1751922 Members
4986 Online
108783 Solutions
New Discussion юеВ

Anyone ever seen this?

 
Craig Johnson_1
Regular Advisor

Anyone ever seen this?

Mixed 11.23/11.31 cluster, 14 nodes (seven of each). Migration to new 11.31 servers. cmapplyconf threw this:

/etc/cmcluster/apply.gen[3]: 10932 Abort(coredump)

I was trying to add new node names to about 10 packages and the apply blew up. I reduced it to just update two packages and it worked (whew!).

I think I ran into some sort of bug/limitation?
26 REPLIES 26
Craig Johnson_1
Regular Advisor

Re: Anyone ever seen this?

I should have noted that cmcheckconf worked fine.
John Bigg
Esteemed Contributor

Re: Anyone ever seen this?

Normally when cmapplyconf aborts there is an abort message. Was this re-directed somewhere? Without this there is not much that can be guessed.

There is a known problem with cmapplyconf aborting (although I expect this would affect cmcheckconf too) which is fixed in PHSS_41902 SG 11.19 and PHSS_41523 SG 11.20 which I have seen several times:

"Assertion failed:
(char *)tmp_vgd + copy_size <= (char*)lim + msg_length ,
file: config/config_lvm.c, line: 733"

but you would need the abort message to check. Looking in the patch catalog there are a few cmapplyconf abort issues so you should probably check for these too.
Viktor Balogh
Honored Contributor

Re: Anyone ever seen this?

Craig,

what version of SG do you have?

# cmversion
****
Unix operates with beer.
Emil Velez
Honored Contributor

Re: Anyone ever seen this?

You should not make changes to the cluster when you are in a mixed mode.

Craig Johnson_1
Regular Advisor

Re: Anyone ever seen this?

A.11.19.00 on both 11.23 and 11.31 nodes.

We have definitely seen that other "assertion failed" error also. Our workaround was to not use the "-k" option to check/apply.
Stephen Doud
Honored Contributor

Re: Anyone ever seen this?

Page 13 of the Release Notes for A.11.19 at http://bizsupport1.austin.hp.com/bc/docs/support/SupportManual/c02032073/c02032073.pdf
state:
"Support for Mixed-OS Clusters (HP-UX 11i v2 and 11i v3)
With some limitations, HP now supports Serviceguard clusters in which some nodes
are running HP-UX 11i v2 and some 11i v3."

Page 53 states:
"As of Serviceguard A.11.18 a cluster can contain a mix of nodes running HP-UX 11i v2 and 11i v3, with certain restrictions."

Page 55 documents the 'Rules and Restrictions for Heterogeneous Clusters'

None of the restrictions include Serviceguard configuration commands, so cmcheckconf and cmapplyconf are supported in mixed O/S clusters.

If you feel you are seeing a bug, you should open a call with the HP Customer Support Center to investigate this further.
Craig Johnson_1
Regular Advisor

Re: Anyone ever seen this?

This project preceded me.

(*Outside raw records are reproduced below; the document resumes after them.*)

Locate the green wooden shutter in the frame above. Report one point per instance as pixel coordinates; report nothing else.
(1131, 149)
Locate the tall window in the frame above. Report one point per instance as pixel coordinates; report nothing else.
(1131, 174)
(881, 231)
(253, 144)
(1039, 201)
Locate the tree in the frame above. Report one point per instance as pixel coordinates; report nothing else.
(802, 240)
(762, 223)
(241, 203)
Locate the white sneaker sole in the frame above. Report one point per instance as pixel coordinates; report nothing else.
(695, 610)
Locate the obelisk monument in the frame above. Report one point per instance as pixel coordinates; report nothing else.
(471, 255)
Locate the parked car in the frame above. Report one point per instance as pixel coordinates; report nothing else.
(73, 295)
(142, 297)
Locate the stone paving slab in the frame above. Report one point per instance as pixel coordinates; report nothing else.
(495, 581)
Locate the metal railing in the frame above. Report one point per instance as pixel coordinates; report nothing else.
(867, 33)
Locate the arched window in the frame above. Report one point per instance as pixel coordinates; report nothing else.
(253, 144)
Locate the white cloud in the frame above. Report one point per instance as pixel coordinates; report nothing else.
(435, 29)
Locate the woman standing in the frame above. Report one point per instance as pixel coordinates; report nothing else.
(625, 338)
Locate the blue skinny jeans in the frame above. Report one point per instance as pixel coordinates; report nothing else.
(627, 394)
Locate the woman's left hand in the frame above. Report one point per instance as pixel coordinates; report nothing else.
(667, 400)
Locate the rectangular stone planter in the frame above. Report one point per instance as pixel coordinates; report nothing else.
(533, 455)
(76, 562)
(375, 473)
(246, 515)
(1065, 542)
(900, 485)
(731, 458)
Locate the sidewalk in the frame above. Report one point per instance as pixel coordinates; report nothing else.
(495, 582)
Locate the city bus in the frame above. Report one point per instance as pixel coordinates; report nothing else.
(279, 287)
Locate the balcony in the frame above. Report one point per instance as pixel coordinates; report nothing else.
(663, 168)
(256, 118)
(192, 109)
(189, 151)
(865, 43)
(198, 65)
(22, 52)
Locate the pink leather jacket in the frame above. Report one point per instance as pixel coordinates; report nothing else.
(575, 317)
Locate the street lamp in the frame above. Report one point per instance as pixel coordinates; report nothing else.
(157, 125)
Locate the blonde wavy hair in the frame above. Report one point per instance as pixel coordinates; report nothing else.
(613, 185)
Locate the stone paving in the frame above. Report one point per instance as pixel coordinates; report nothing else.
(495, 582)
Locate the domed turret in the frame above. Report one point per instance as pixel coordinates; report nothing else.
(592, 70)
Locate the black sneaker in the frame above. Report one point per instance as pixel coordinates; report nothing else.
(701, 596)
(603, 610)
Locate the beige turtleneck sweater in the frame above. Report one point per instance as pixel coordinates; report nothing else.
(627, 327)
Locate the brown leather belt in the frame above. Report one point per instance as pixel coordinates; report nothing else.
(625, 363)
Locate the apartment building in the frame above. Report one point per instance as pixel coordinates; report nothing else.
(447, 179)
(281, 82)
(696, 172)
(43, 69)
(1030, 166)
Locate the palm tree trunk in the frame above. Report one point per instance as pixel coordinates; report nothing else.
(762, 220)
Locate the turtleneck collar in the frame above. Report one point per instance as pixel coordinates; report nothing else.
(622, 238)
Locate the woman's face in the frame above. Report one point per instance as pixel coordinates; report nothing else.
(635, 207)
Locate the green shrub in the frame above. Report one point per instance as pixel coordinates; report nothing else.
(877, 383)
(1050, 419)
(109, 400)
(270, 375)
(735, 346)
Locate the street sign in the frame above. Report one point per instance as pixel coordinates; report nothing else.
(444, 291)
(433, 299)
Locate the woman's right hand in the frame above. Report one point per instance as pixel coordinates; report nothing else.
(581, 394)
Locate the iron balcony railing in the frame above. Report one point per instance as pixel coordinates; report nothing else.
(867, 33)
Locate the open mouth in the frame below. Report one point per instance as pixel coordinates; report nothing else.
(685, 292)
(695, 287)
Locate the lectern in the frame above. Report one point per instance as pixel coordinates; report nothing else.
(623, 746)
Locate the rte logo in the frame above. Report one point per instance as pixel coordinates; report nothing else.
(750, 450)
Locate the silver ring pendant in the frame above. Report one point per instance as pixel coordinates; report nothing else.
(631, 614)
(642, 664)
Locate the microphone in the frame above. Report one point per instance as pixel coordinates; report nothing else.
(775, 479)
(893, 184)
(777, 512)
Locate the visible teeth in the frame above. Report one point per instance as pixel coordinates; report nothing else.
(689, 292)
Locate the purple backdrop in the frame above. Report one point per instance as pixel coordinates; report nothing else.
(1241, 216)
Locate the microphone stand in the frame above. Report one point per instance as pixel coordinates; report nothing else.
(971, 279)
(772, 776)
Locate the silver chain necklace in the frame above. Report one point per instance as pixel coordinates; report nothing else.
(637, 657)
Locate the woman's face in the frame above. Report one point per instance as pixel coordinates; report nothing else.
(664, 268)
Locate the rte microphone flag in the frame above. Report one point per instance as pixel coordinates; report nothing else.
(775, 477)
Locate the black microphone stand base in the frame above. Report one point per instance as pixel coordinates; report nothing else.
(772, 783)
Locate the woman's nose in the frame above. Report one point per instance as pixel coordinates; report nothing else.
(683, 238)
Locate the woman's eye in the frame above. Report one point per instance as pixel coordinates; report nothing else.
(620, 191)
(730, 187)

The plan was hatched and verified with HP over a year ago. A couple months back the engineer assigned to the project was given a higher priority project and (guess who?) got this one?

Anyway, as far as this core dump is concerned, two things happened that may have caused it. First was that I tried to update too many packages at once. Secondly I got distracted and it say there waiting for me to answer "y" to the "Modify the cluster configuration?" question for about 10 minutes.

All I know is that reducing the number of package updates allowed me to continue.
Craig Johnson_1
Regular Advisor

Re: Anyone ever seen this?

"sat there" not "say there"
John Bigg
Esteemed Contributor

Re: Anyone ever seen this?

I have to say that I am not aware of any problems associated with a large number of packages, or due to waiting a long time before completing the command. It would be interesting to see any command output (I would expect some) or a stack trace from the core file which would allow us to work out the abort. The abort is almost certainly an assertion. Otherwise I'd expect a SIGSEGV rather than an abort. I think we only ever abort on an assertion.